The world felt like it was suddenly being thrown back to normal as the mononoke's domain collapsed. He was thrown from the darkness, the outer self crashing into the now balanced floor and rolling several times before colliding with the far counter.
"Mr. Medicine Seller!" Kayo exclaimed.
He rubbed at the back of his head, fixing his bandanna as long tendrils of hair attempted to escape from beneath it. "I'm fine, don't fuss."
Heya peered around the counter at the wall on the far side of the room. Aside from the chewed holes spelling numbers, everything looked relatively normal. Spell papers had fallen from the walls, littering the floors. The shelves had taken quite a bit of damage. Cloths and towels had pooled at the side of the room when it tipped. Relatively normal after a supernatural encounter like that. "Gen, she's not suffering anymore, is she?"
"She is no longer bound to the mononoke," the medicine seller replied.
"Good." Heya stood up, nearly tripping on her crooked kimono slightly ripped from the commotion. There they were, on the counter. The bowls that Ieshige treasured more than the people around him. All ten of them were there. They were quite a beautiful set, black with delicate golden cranes dancing along the base.
Frowning at the stack, she grasped the bowls in her hands. Picking them up she quickly and angrily slammed them against the kitchen floor. She was angry at Ieshige for all of this, for making Gen suffer, and for creating a mononoke. To think she'd married such a terrible person. "No more stupid bowls, no more fearmongering, no more disrespect. I will not have more mononoke created. From now on, I'm running this inn my way."

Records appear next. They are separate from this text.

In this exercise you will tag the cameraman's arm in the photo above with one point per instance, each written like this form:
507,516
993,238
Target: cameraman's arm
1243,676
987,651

The medicine seller grinned, amused. Gen was standing at the far wall, holding the bowls as she watched Heya break them. She smiled, dropping the bowls on the ground as well before holding up all ten fingers. She turned, walking out of the kitchen. With Ieshige gone, she could leave everyone in Heya's care and know that this wouldn't repeat itself. Everything would be just fine from now on.
…..
Author's notes:
Okiku is a very famous, bloody tale about a servant girl in Himeji Castle. Her lord attempted to get her to marry him, but she denied his advances. He broke a plate (which was pretty much like breaking your life then) so she was bound, tortured, then drowned.
This lead to the tale of the okiku-mushi (aka okiku-bug). A particular caterpillar called the Chinese Windmill hung around the area which has a chrysalis that looks like it's been bound with twine.
When I was searching for possible bug legends (I couldn't do an entire story about the unnatural world without some kind of bug), I came across this one. The more I read about Okiku's story, the more it sounded like something in the series, so I had to use it. And I've always wanted to tilt a room sideways.
Name meanings!
Heya へや (sounds like "room")
Ieshige - house luxurious
Kura くら storehouse
Gen げん Probably "source, origin" (元).